ABSTRACT

Understanding how people make choices is of crucial interest to researchers across many academic disciplines, including economics, psychology, and neuroscience (Camerer et al., 2011; Glimcher and Fehr, 2013; Oppenheimer and Kelso, 2015; Weber and Johnson, 2009). Choice behavior is also central to the formulation and implementation of government policy (Halpern, 2016; Thaler and Sunstein, 2009). Thus, unsurprisingly, scientists have developed numerous mathematical and computational theories that can be used to describe and predict choice behavior. These theories take as inputs the set of choice options available to the decision maker and produce as outputs deterministic or probabilistic predictions of choice.
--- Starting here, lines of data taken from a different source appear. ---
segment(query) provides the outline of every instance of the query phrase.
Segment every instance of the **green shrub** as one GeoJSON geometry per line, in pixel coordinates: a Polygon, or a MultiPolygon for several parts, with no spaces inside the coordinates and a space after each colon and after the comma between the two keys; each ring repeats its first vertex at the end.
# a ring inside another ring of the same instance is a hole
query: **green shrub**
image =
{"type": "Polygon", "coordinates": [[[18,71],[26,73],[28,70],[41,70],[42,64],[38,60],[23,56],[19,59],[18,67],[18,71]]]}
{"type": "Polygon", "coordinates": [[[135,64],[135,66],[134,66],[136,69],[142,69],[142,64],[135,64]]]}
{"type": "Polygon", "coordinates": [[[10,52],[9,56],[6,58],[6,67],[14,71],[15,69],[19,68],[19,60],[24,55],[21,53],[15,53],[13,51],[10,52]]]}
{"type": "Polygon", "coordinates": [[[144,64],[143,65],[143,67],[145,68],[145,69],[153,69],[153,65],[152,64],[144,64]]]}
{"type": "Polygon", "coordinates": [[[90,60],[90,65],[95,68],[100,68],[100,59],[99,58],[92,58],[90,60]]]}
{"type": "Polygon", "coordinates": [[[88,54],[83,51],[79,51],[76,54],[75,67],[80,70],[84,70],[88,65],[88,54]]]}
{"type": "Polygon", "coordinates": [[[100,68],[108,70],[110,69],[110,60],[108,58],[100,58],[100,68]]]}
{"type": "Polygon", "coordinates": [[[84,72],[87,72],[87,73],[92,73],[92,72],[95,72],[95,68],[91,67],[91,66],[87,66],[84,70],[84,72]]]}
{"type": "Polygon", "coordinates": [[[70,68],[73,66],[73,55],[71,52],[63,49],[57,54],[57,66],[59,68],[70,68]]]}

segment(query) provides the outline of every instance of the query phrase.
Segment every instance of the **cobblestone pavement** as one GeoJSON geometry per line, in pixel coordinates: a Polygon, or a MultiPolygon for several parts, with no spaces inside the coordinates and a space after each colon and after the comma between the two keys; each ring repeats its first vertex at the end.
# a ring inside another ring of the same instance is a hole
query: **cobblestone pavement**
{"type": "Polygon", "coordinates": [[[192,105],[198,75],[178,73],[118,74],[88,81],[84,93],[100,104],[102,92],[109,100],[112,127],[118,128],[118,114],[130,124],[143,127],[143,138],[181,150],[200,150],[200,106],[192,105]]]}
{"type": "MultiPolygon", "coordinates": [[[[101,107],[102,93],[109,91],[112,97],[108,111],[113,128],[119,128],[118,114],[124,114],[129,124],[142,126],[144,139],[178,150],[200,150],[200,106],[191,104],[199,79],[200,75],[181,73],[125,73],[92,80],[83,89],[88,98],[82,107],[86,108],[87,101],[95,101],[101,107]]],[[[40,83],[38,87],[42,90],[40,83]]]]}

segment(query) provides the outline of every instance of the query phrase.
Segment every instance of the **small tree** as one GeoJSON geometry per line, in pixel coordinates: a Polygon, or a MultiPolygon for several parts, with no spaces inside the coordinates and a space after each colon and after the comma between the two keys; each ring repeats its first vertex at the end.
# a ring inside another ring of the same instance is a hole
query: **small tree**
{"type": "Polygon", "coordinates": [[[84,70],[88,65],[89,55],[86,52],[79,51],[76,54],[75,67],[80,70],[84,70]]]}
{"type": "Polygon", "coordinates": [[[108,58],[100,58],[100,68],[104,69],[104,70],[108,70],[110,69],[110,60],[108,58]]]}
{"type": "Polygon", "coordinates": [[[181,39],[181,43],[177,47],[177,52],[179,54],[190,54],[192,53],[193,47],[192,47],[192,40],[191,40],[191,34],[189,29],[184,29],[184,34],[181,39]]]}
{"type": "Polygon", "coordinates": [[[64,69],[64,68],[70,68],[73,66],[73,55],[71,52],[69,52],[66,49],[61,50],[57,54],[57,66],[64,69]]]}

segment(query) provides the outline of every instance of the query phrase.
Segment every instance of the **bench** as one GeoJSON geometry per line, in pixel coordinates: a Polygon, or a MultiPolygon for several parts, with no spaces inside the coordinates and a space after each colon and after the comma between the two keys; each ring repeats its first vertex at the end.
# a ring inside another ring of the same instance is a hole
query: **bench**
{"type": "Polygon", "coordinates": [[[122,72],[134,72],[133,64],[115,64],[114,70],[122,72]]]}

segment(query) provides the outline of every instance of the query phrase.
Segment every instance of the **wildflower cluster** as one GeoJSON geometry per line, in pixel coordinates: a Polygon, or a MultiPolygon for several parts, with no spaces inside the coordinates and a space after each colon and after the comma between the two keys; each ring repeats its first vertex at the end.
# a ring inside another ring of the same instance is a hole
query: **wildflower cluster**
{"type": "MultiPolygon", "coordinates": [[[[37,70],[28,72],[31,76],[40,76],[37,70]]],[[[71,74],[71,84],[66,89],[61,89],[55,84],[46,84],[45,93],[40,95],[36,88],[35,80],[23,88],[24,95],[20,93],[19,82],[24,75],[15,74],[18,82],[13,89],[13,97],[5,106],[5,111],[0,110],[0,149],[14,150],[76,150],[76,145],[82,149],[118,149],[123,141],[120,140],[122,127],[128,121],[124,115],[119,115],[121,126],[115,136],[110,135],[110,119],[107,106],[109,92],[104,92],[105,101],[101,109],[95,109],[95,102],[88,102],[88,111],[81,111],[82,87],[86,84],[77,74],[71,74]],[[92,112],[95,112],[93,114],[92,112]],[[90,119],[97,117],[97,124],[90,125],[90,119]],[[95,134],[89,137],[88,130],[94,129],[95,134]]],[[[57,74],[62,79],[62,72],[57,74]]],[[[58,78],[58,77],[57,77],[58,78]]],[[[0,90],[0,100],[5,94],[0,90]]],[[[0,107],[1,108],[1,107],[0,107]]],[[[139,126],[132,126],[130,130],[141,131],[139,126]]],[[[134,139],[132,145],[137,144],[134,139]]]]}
Different theories make different assumptions about how the outcomes offered by choice options are evaluated, transformed, and aggregated to determine choice. This chapter will summarize these assumptions and review prominent theories in three key domains of decision-making: multiattribute choice (e.g., Keeney and Raiffa, 1993; Russo and Dosher, 1983), intertemporal choice (e.g., Loewenstein and Prelec, 1992; Mazur, 1987; Samuelson, 1937), and risky choice (e.g., Kahneman and Tversky, 1979; Von Neumann and Morgenstern, 1944). Researchers have also developed theories for other domains, such as social and strategic choice (e.g., Camerer et al., 2011; Fehr and Schmidt, 1999); however, the three domains considered in this chapter have received by far the most attention and are the focus of the best known and most influential theoretical work on choice behavior.